When we look towards a fully electric future it is important that the work vehicles are considered and developed equally as well as the consumer vehicles. Work vehicles are the backbone of the country and they must not be left behind. EVision are extremely passionate about supporting the British workforce and this is why we are always looking at different solutions for our customer needs. We already have the very popular Vauxhall Vivaro-E and Renault Kangoo vans on our inventory, and you can expect more to be added to our growing list of work vehicles soon.

Loving London - The EV Show

City Solutions and Something of a Surprise

After looking at dozens of amazing innovations on the main floor, there was something on the ground floor that I had spied earlier and wanted to have a closer look at.

City business solutions are going to be a little different at times to business solutions that cover wider areas. It is for this reason that a number of companies have come up with smaller electric vehicles to suit city driving. Has anyone tried driving around Central London in a full-sized van? It’s not fun! The little EVs on display were both cute and extremely practical for the needs of smaller businesses. They will also be able to flit around the capital with greater ease.

The pleasant surprise of the day was actually just outside the entrance. It came in the form of a Volvo digger. When thinking of work vehicles we often think of trucks, vans, lorries etc. However, plant machinery such as diggers and dumpers also have to be considered and included. Electric diggers are not new to me personally, but it was the first time I have ever seen one at an EV event. Although we love our Teslas at EVision, the EV world has moved beyond being Elon Musk’s minion. All types of vehicle and machine, including those that have been overlooked in the past, are now making their way to the forefront. Every time I attend an electric vehicle event my confidence in the reality of a truly electric world builds each time.

Time to Confer About the Conference

Of course, it wasn’t just the exhibition and networking that was taking place at the London EV Show. There were also three days of some of the most influential people in the world when it comes to the future of electrification. Not only were there some of the highest members of the industry giving talks, there were a number of delegates representing the governments of other nations. The Transport Minister from New Zealand, The Minister of Transport and Logistic Services from the Kingdom of Saudi Arabia and the Ambassador of Costa Rica to the UK and Northern Ireland. 
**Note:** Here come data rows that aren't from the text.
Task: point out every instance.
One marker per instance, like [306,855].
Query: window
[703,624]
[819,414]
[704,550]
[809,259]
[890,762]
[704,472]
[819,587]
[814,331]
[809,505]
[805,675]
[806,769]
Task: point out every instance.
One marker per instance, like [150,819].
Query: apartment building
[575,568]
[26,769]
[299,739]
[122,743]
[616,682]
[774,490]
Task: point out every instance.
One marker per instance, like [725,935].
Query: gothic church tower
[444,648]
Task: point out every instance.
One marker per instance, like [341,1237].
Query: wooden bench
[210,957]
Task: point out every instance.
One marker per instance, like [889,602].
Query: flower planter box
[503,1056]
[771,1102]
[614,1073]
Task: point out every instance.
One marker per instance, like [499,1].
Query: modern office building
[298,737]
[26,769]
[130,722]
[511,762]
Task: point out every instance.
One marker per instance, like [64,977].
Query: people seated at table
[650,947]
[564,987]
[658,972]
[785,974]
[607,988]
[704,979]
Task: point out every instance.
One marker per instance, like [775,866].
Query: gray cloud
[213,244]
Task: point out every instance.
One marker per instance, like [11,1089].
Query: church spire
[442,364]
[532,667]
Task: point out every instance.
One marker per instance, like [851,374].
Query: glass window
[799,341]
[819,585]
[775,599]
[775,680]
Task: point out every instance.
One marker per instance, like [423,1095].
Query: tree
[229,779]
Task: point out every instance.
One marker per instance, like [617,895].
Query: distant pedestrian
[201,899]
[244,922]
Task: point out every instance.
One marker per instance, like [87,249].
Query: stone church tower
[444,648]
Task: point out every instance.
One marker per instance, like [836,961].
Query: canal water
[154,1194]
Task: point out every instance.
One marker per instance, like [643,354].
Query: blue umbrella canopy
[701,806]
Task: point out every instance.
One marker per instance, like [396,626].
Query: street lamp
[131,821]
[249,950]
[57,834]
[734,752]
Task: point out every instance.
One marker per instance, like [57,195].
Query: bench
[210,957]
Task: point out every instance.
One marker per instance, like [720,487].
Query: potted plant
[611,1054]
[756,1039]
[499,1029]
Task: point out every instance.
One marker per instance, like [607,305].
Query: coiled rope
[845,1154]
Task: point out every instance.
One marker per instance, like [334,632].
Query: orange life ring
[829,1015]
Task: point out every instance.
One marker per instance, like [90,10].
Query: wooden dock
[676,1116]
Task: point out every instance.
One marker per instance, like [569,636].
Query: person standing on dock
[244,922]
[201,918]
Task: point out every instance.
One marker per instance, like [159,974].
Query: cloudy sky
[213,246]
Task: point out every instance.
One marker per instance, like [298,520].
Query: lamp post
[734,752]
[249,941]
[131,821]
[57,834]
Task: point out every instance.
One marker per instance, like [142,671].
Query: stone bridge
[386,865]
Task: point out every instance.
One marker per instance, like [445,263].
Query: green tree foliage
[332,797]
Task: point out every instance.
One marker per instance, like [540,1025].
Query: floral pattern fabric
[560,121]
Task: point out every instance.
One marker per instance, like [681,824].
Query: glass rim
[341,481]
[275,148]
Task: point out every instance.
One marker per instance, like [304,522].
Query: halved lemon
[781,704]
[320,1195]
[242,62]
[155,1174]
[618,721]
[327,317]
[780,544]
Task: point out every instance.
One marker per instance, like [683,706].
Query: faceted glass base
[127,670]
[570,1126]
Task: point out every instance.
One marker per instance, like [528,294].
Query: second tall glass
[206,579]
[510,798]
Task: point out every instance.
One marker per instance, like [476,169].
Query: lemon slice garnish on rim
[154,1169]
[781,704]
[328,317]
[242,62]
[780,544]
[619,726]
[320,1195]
Of these highly venerable speakers it was the representative from Saudi Arabia that I was most pleased to see in attendance. The recent COP26 conference highlighted that the Saudis are still trying to hold onto their grip of the world fuel market due to their vast oil wealth. The willingness to be involved in further events such as the London EV Show tells me that maybe I had given up on them a little too quickly. There is a clear indication that Saudi Arabia is taking the electrification of the world seriously and wants to be a key player in making the change possible.

Concluding Thoughts

The London EV Show was an excellent event and had a slightly different focus on any event I have been to before. The innovation on display was incredibly heartwarming and positive for the future of electrification. 

I imagine that conferences such as this will be more commonplace in the coming years as the world looks to completely eradicate the use of fossil fuels on our roads. You only need to look at the attendance list to see that the event was filled with people who can make the decisions at the highest level, as well as those who have the power to make it happen.

The 2022 event will be moving to the much larger venue of the ExCel in London and it will need the extra space. A lot of people will want to get involved to collaborate on making the world a better place. The Business Design Centre was an excellent host for the very first event, but you can tell that next year will be far bigger. I for one cannot wait to go back again to see what developments have been made and whereabouts we are on the road to electrification.